Ces deux vierges indécrottables se querellèrent donc fréquemment à ce sujet. Mais la victoire demeurait toujours à la dévorante Cléopâtre qui broyait, en se jouant, les objections de son adversaire.
Elle ne lui concédait qu'un seul point : l'évidente infériorité des hommes, et cela faisait tant de plaisir à Miss Magpie que la discussion finissait.
Tant bien que mal il demeurait acquis à jamais que l'union des sexes est une loi physiologique et que la trop légitime horreur des femmes distinguées pour ce hideux accouplement n'est insurmontable qu'en apparence.
- La littérature manque de femmes, concluait avec énergie la doctoresse et le mariage est l'unique moyen d'en faire. Au petit bonheur! Et tant pis s'il pousse des hommes à côté.
Un jour, à l'insu de son amie, Cléopâtre fonda une agence matrimoniale, une toute petite agence très discrète qui n'agitait le brandon de ses offres et de ses demandes que dans des journaux d'une irréprochable correction.
Un prospectus anonyme sur papier rose informait les amateurs que L'Ange gardien du foyer n'entreprenait que des « mariages d'amour ». Il refusait de tremper dans des manigances d'argent, n'offrait pas des virginités douteuses, ne faisait pas scintiller aux yeux des aventuriers des grappes et des girandoles de millions.

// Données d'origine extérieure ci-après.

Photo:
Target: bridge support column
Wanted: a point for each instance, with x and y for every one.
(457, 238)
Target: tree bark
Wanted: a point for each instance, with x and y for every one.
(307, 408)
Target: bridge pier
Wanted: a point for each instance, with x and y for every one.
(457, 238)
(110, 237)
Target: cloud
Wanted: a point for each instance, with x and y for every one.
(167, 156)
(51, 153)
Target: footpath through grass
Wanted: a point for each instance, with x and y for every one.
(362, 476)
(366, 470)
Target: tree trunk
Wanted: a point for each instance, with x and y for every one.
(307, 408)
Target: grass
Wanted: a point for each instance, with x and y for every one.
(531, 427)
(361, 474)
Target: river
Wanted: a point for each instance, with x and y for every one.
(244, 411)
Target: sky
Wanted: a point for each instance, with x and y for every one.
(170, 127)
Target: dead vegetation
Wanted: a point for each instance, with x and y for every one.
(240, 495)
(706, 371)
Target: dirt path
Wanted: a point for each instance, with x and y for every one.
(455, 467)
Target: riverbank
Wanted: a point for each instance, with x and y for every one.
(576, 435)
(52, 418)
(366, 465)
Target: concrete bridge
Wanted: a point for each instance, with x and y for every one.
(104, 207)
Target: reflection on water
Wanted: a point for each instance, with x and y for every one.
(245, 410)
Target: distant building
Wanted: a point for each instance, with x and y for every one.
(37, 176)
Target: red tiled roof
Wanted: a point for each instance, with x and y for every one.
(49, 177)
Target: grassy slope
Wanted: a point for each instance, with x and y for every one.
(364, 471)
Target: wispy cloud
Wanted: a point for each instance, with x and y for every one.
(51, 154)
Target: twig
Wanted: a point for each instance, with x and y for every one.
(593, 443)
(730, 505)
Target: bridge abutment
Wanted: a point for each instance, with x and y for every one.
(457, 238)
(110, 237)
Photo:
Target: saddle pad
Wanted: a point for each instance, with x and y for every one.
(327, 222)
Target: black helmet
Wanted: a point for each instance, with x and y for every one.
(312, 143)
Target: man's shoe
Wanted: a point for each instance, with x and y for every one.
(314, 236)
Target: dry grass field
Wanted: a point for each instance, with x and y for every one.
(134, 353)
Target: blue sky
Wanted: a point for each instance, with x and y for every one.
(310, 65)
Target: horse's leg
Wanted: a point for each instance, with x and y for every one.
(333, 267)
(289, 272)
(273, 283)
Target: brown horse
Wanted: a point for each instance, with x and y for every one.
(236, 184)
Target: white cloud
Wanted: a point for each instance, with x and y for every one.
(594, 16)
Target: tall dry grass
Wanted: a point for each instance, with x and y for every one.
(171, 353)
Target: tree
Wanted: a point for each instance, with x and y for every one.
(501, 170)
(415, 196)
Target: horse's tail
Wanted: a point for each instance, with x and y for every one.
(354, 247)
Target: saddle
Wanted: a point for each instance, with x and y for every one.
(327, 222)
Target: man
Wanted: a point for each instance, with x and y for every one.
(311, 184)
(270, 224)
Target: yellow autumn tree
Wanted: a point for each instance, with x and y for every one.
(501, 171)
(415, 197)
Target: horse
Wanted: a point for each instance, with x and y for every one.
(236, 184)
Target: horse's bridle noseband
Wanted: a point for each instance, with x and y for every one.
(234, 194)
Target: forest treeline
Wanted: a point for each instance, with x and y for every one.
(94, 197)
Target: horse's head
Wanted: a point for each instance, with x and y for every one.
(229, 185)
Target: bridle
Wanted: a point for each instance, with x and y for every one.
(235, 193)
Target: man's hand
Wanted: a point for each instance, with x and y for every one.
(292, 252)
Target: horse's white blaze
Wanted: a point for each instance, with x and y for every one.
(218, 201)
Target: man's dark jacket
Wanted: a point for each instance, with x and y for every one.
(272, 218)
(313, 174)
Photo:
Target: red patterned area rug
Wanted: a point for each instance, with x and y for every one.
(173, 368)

Non. L'Ange gardien s'était donné pour mission exclusive de rapprocher les « coeurs d'élite » qui, sans lui, ne se fussent jamais connus, de faciliter des rencontres et des pourparlers d'une innocence garantie. Il battait le rappel des candeurs ignorées, des lys dans l'ombre, des âmes pures et meurtries que le monde ne comprend pas, ne se prêtait, en définitive, qu'à des alliances complètement et absolument irréprochables.
Cette noble entreprise eut quelque succès. De vieilles puretés tremblantes d'espoir jaillirent de leurs antres, et coururent vider leurs économies dans les mains de Cléopâtre.
Une institutrice genevoise très austère et un vieillard décoré tout à fait affable recevaient les visiteurs ou les visiteuses et rédigeaient la correspondance.
La fondatrice ne payait de sa personne que dans certains cas difficiles où l'éloquence était nécessaire. Elle se faisait appeler alors Mme Aristide.
Un beau jour, « environ le temps que tout aime et que tout pullule », Pénélope, oui, Pénélope elle-même se présenta, réclamant aussi l'époux idéal!...
Je n'y étais pas, malheureusement, mais il paraît que ses exigences furent excessives et qu'il fallut l'intervention de Mme Aristide.
Quelle rencontre et quelle scène! Cléopâtre enragée de son anonyme dévoilé et Pénélope furieuse d'être prise en flagrant délit de concupiscence, tout à coup sortirent leurs âmes, leurs véritables âmes de mégères, mille fois plus puantes et plus odieuses que leurs carcasses, et réciproquement se les retournèrent sur la tête comme des pots de chambre.